Patchwork Add option 'compress ramstage'

login
register
about
Submitter Sven Schnelle
Date 2011-05-02 14:13:33
Message ID <1304345613-28138-1-git-send-email-svens@stackframe.org>
Download mbox | patch
Permalink /patch/2933/
State New
Headers show

Comments

Sven Schnelle - 2011-05-02 14:13:33
Add an option to make compression of ramstage configurable. Right now
it is always compressed. On my Thinkpad, the complete boot to grub takes
4s, with around 1s required for decompressing ramstage. This is probably
caused by the fact the decompression does a lot of single byte/word/qword
accesses, which are really slow on SPI buses. So give the user the option
to store ramstage uncompressed, if he has enough memory.

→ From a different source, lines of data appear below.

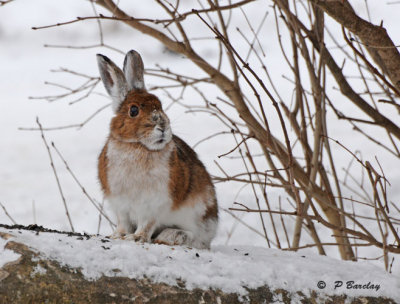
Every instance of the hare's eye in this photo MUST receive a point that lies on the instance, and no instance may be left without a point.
(134, 111)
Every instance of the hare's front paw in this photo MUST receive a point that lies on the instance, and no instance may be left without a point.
(137, 237)
(117, 234)
(171, 237)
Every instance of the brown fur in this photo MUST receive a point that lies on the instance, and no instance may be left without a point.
(102, 170)
(124, 127)
(188, 177)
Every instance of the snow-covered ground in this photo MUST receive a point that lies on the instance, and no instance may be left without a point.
(27, 186)
(228, 268)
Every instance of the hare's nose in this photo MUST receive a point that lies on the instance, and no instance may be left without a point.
(156, 117)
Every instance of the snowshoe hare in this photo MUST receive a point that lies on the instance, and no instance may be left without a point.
(156, 185)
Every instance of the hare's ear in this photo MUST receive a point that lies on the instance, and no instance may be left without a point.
(133, 70)
(113, 80)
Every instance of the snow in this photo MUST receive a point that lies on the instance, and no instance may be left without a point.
(6, 255)
(228, 268)
(27, 186)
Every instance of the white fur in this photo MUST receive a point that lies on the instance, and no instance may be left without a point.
(140, 195)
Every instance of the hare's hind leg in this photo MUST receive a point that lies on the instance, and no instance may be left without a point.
(172, 236)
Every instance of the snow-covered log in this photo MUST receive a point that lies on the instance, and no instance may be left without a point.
(38, 265)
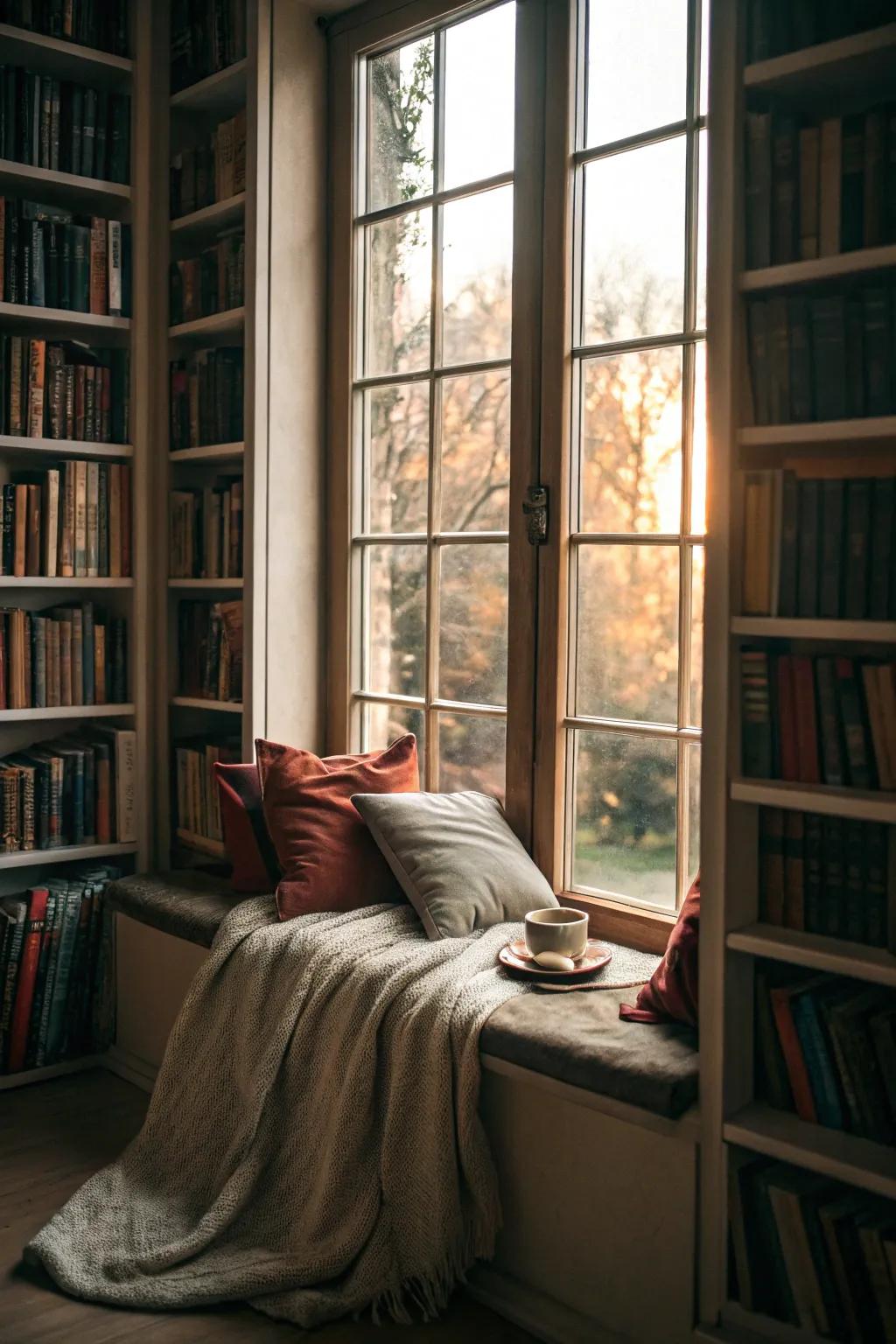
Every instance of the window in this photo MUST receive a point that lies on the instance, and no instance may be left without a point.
(434, 261)
(637, 456)
(580, 233)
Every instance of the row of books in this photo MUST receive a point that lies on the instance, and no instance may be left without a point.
(55, 970)
(828, 875)
(810, 1251)
(210, 649)
(820, 547)
(92, 23)
(215, 171)
(66, 654)
(206, 37)
(818, 719)
(198, 808)
(780, 25)
(207, 398)
(66, 127)
(822, 358)
(52, 258)
(211, 283)
(826, 1050)
(818, 190)
(67, 522)
(72, 790)
(63, 391)
(206, 531)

Signed-off-by: Sven Schnelle <svens@stackframe.org>
---
 Makefile.inc |    4 ++++
 src/Kconfig  |    8 ++++++++
 2 files changed, 12 insertions(+), 0 deletions(-)
Patrick Georgi - 2011-05-02 15:42:02
Am 02.05.2011 16:13, schrieb Sven Schnelle:
> Add an option to make compression of ramstage configurable. Right now
> it is always compressed. On my Thinkpad, the complete boot to grub takes
> 4s, with around 1s required for decompressing ramstage. This is probably
> caused by the fact the decompression does a lot of single byte/word/qword
> accesses, which are really slow on SPI buses. So give the user the option
> to store ramstage uncompressed, if he has enough memory.
> 
> Signed-off-by: Sven Schnelle <svens@stackframe.org>
Acked-by: Patrick Georgi <patrick@georgi-clan.de>
Scott - 2011-05-02 15:45:32
Sven Schnelle wrote:

]Add an option to make compression of ramstage configurable. Right now
]it is always compressed. On my Thinkpad, the complete boot to grub takes
]4s, with around 1s required for decompressing ramstage. This is probably
]caused by the fact the decompression does a lot of single byte/word/qword
]accesses, which are really slow on SPI buses. So give the user the option
]to store ramstage uncompressed, if he has enough memory.
]
]Signed-off-by: Sven Schnelle <svens@stackframe.org>

Hello Sven,

Thanks, I like having this option. For AMD Persimmon I get these
boot times for coreboot+seabios+dos ssd drive:

                                      Standard    No compress
SPI 33 MHz fast mode, prefetch        0.690       0.717
SPI 33 MHz fast mode, no prefetch     0.933       1.041
AMD Simnow                            9.0         3.0

For this project compress disable slows booting on real hardware slightly,
but it vastly improves simnow boot time.

Is your SB SPI prefetch enabled? Using the cycle logging feature of
DediProg EM100 shows that for AMD, SPI reads are all dwords until the
SB SPI prefetch is enabled, at which time they become cache line reads.

Thanks,
Scott
Stefan Reinauer - 2011-05-02 18:34:42
* Sven Schnelle <svens@stackframe.org> [110502 16:13]:
> Add an option to make compression of ramstage configurable. Right now
> it is always compressed. On my Thinkpad, the complete boot to grub takes
> 4s, with around 1s required for decompressing ramstage. This is probably
> caused by the fact the decompression does a lot of single byte/word/qword
> accesses, which are really slow on SPI buses. So give the user the option
> to store ramstage uncompressed, if he has enough memory.

Hi Sven,

can you try whether your thinkpad can boot faster if you enable spi
prefetching in src/southbridge/intel/i82801gx/bootblock.c

i.e.

static void enable_spi_prefetch(void)
{
        u8 reg8;
        device_t dev;

        dev = PCI_DEV(0, 0x1f, 0);

        reg8 = pci_read_config8(dev, 0xdc);
        reg8 &= ~(3 << 2);
        reg8 |= (2 << 2); /* Prefetching and Caching Enabled */
        pci_write_config8(dev, 0xdc, reg8);
}

static void bootblock_southbridge_init(void)
{
        ...
        enable_spi_prefetch();
        ...
}

Stefan
Peter Stuge - 2011-05-02 18:49:38
Sven Schnelle wrote:
> +++ b/src/Kconfig
..
> +	help
> +	  Compress ramstage to save memory in the flash image. Note
> +	  that decompression might slow down booting if the BIOS flash
> +	  is connected through a slow Link (i.e. SPI)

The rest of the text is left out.